Bosna Hersek’ten ayrılmanın çok zor bir karar olduğunu dile getiren Meliha İsmailoğlu, “Bosna’dan ayrılmak çok zordu. Tüm arkadaşlarımıza ve ailemize veda ederek, hayatımızın bir daha asla eskisi gibi olamayacağının farkına varmak. Ailemle benimle birlikte geldi, babam 2 hafta, annem 1 ay kaldı. 3 odalı ve yeni mobilyaları olan bir ev hazırlamışlardı bana. Evim, antrenman yaptığım spor salonundan 3 dakika uzaktaydı. Bir sözleşme imzaladım, maaş aldım ve günlük bedava yemekler yedim. Türkçe dil kursuna başladım, ikamet ve vatandaşlık başvurusunda bulundum. Eylül ayında bir okula yazıldım. Her şey daha profesyonel, daha kaliteliydi ve Gradacac’takinden çok daha iyi koşullarım vardı” dedi.

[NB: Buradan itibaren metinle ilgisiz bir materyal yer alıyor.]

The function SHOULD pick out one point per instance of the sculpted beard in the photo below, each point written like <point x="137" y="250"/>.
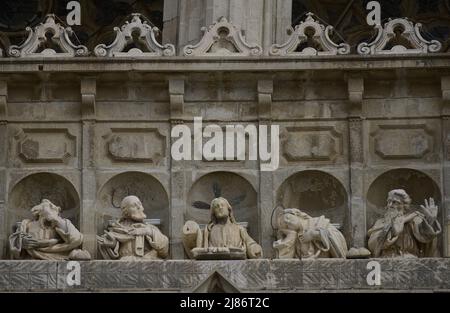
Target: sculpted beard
<point x="137" y="215"/>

Türkiye’de güzel anılar biriktirdiğini vurgulayan başarılı voleybolcu, “Vatandaşlığımı 18 yaşımdan sonra aldım. Bu yüzden Türk Milli Takımı’nın genç kategorilerinde oynamadım. Gelişimimi hızlandırmak için herkesin milli takımda olduğu dönemde profesyonel turnuvalarda plaj voleybolu oynadım. Orada kum üzerinde antrenman yapmak beni çok geliştirdi ve milli takımda da oynadım. Daha sonra çok başarılı bir sezon geçirdim ve Fenerbahçe ile sözleşme imzaladım, A Milli Takım’dan çağrı aldım. O zamanlar sadece 20 yaşımdaydım. Kariyerimin en büyük adımıydı. Fenerbahçe’de 3 yıl, Eczacıbaşı’nda 2 yıl, Vakıfbank’ta 2 yıl oynadım ve Fenerbahçe’ye tekrar geri döndüm. Dünyanın en iyi oyuncularıyla en büyük 3 Türk kulübünde oynamayı ve 10 yıl Türk Milli Takımı’nda forma giymeyi başardım. Çok tecrübe kazanandım. Birçok başarı, madalyalar kazandım ama başarısızlıklar da vardı. Sonuç olarak hafızamda sadece en güzel anılar kalıyor” açıklamasını yaptı.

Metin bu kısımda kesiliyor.